Tuesday, December 18, 2012

Using a web server for deferred computation

Bioinformatics lends itself to lengthy, offline computations on large datasets like Next-generation Sequencing runs, but I imagine any number of problems would follow the submit-form, check back in 10 minutes approach.

Often, web frameworks make this hard to do without resorting to secondary processes and message queues, because their response function doesn't close the socket until it returns.  (Eg, Django's views.py functions return Response objects).  Python's BaseHTTPServer / BaseHTTPRequestHandler combo turns out to make this easy:
 
import BaseHTTPServer
from SocketServer import ForkingMixIn
import socket

class Handler(BaseHTTPServer.BaseHTTPRequestHandler):

   def do_POST(self):
                path = self.path
                msg = ...
                self.send_response(200)
                self.send_header("Content-type", "text/html")
                self.end_headers()
                self.wfile.write(msg)
                self.wfile.close()
                self.connection.shutdown(socket.SHUT_RDWR)
                self.connection.close()

                long_computation() 


class ForkingHTTPServer(ForkingMixIn, BaseHTTPServer.HTTPServer):
  """
  Handle requests in a separate process.
  """
  pass

server = ForkingHTTPServer((host,port), handler_factory(override))
server.serve_forever()

The key is this bit:
   self.connection.shutdown(socket.SHUT_RDWR)
   self.connection.close()

Once you shutdown and close the socket, the HTTP client is released and you can run as lengthy a computation as you like.

Thursday, May 10, 2012

Through the JVM looking-glass.

So you've got a binary file full of integers in bog-standard x86 format, just a straight list of unsigned short ints.  And you need to read them into a Java ArrayList.  Sounds simple enough.
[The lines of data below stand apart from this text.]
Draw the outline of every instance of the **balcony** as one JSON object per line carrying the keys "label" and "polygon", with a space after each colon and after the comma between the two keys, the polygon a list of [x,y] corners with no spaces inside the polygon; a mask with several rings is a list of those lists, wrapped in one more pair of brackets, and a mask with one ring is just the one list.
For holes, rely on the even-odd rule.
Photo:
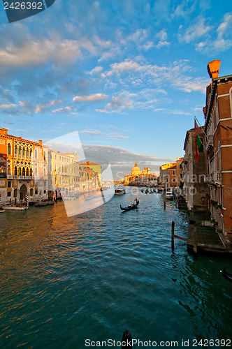
{"label": "balcony", "polygon": [[206,174],[206,176],[205,177],[205,181],[208,184],[211,184],[212,182],[212,174]]}
{"label": "balcony", "polygon": [[215,172],[214,172],[214,181],[217,183],[217,184],[222,186],[222,172],[216,171]]}
{"label": "balcony", "polygon": [[210,135],[207,137],[207,142],[205,146],[205,150],[208,154],[210,153],[214,146],[213,135]]}
{"label": "balcony", "polygon": [[33,179],[33,176],[16,176],[15,174],[8,174],[8,179]]}
{"label": "balcony", "polygon": [[205,183],[208,184],[222,185],[222,173],[219,171],[215,171],[210,174],[205,176]]}

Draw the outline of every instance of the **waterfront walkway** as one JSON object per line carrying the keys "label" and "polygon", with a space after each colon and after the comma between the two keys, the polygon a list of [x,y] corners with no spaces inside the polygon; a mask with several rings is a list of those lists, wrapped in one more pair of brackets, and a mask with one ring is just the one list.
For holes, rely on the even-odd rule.
{"label": "waterfront walkway", "polygon": [[[190,213],[188,238],[196,239],[198,253],[232,253],[232,237],[217,232],[206,214]],[[192,249],[188,244],[188,251]]]}

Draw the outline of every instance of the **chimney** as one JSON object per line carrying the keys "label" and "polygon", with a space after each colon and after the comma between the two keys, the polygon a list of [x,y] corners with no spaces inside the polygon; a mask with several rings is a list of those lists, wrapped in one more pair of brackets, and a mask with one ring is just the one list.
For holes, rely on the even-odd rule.
{"label": "chimney", "polygon": [[218,77],[218,75],[220,69],[221,59],[215,59],[212,62],[209,62],[207,66],[208,73],[212,80]]}
{"label": "chimney", "polygon": [[3,127],[1,127],[0,128],[0,134],[1,135],[8,135],[8,129],[7,128],[4,128]]}

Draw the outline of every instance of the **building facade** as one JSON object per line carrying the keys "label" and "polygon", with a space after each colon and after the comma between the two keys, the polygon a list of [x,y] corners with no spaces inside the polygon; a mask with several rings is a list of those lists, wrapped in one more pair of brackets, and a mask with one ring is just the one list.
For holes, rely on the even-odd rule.
{"label": "building facade", "polygon": [[177,186],[176,163],[168,163],[159,168],[159,184],[166,188]]}
{"label": "building facade", "polygon": [[205,133],[210,209],[216,226],[232,233],[232,75],[219,77],[220,61],[208,65]]}
{"label": "building facade", "polygon": [[157,186],[158,185],[157,176],[150,173],[150,167],[144,167],[141,171],[137,163],[131,170],[131,173],[124,176],[125,186]]}
{"label": "building facade", "polygon": [[[205,184],[207,174],[207,156],[205,152],[205,135],[203,128],[200,128],[198,136],[202,146],[196,149],[195,128],[187,132],[184,150],[185,154],[182,162],[184,195],[189,211],[208,210],[208,186]],[[198,157],[196,151],[198,151]]]}
{"label": "building facade", "polygon": [[49,149],[48,158],[50,198],[55,193],[57,198],[75,196],[78,191],[80,179],[77,153],[60,153]]}
{"label": "building facade", "polygon": [[[48,149],[38,143],[15,137],[0,128],[0,194],[1,203],[29,202],[41,195],[48,198]],[[4,163],[5,161],[5,163]]]}

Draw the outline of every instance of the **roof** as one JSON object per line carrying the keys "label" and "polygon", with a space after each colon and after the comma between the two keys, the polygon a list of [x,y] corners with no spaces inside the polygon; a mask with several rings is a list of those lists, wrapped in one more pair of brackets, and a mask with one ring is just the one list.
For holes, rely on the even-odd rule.
{"label": "roof", "polygon": [[101,166],[101,165],[99,165],[99,163],[95,163],[92,161],[85,161],[84,163],[80,163],[80,166],[89,166],[89,165]]}
{"label": "roof", "polygon": [[229,80],[232,80],[232,75],[221,76],[219,77],[215,77],[212,80],[212,88],[210,91],[210,96],[208,101],[208,107],[206,109],[205,112],[205,128],[204,131],[206,133],[208,124],[209,123],[210,117],[210,112],[212,107],[212,103],[215,98],[216,87],[218,83],[227,83]]}
{"label": "roof", "polygon": [[6,135],[0,134],[0,137],[4,137],[6,138],[7,138],[8,137],[10,137],[12,138],[16,138],[17,140],[24,140],[25,142],[29,142],[30,143],[34,143],[34,144],[36,145],[41,145],[38,144],[38,142],[34,142],[34,140],[24,140],[24,138],[22,138],[22,137],[16,137],[16,135],[8,135],[8,133]]}

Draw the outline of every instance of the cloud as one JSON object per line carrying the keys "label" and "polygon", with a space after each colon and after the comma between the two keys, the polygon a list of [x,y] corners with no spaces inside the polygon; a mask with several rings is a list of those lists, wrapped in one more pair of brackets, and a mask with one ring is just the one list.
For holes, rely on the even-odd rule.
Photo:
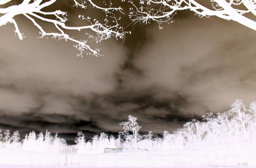
{"label": "cloud", "polygon": [[[32,23],[16,16],[23,40],[13,25],[0,27],[1,128],[23,136],[48,129],[73,142],[77,131],[86,138],[116,135],[132,115],[142,132],[157,135],[208,111],[228,110],[236,99],[254,100],[254,31],[214,17],[180,16],[160,31],[136,26],[124,44],[91,43],[105,55],[99,58],[76,57],[70,41],[36,38]],[[86,31],[70,32],[87,37]]]}

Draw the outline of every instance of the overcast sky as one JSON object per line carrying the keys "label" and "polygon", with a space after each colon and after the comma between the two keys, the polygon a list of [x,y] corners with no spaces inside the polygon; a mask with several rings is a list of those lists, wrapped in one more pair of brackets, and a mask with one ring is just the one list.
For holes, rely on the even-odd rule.
{"label": "overcast sky", "polygon": [[[72,1],[52,7],[69,11],[69,26],[82,25],[82,11]],[[138,117],[142,133],[157,136],[207,112],[227,111],[236,99],[247,107],[256,100],[256,32],[233,21],[180,12],[163,30],[136,25],[123,43],[90,43],[104,56],[81,57],[75,44],[38,38],[30,20],[14,19],[26,37],[19,40],[12,24],[0,27],[0,129],[18,130],[22,139],[46,129],[69,144],[78,131],[87,140],[116,135],[129,115]],[[71,33],[80,40],[86,32]]]}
Now, you're an experienced C programmer, so you know you'll have to deal with endianness: the JVM is big-endian, and x86 is little-endian.  Every time you find 0xff00 in your file, you need to flip those bytes around to read 0x00ff.  So you write a simple loop -- in pseudocode,

int accumulator = 0;
while( b = file.readByte() ) {
   accumulator = accumulator | b;
   accumulator = accumulator << 8;
}

And low and behold, 0xff00 becomes ... -1.

You might have guessed it already, but the problem is that Java doesn't support unsigned integers and that first byte, 0xff, is read as -1 per 2's complement.

Now, if you can visualize all that bit-shifting and or'ing, you might not see this as a problem -- the 0xff will just be OR'ed into your short, then shifted.  This is not what happens.

Instead, our byte b, which has been interpreted as -1, is silently coerced into a short -- 0xff becomes 0xffff, which is then OR'ed with 0x0000 to yield 0xffff, aka -1.  Our next byte, 0x00, is also coerced and OR'ed to no effect.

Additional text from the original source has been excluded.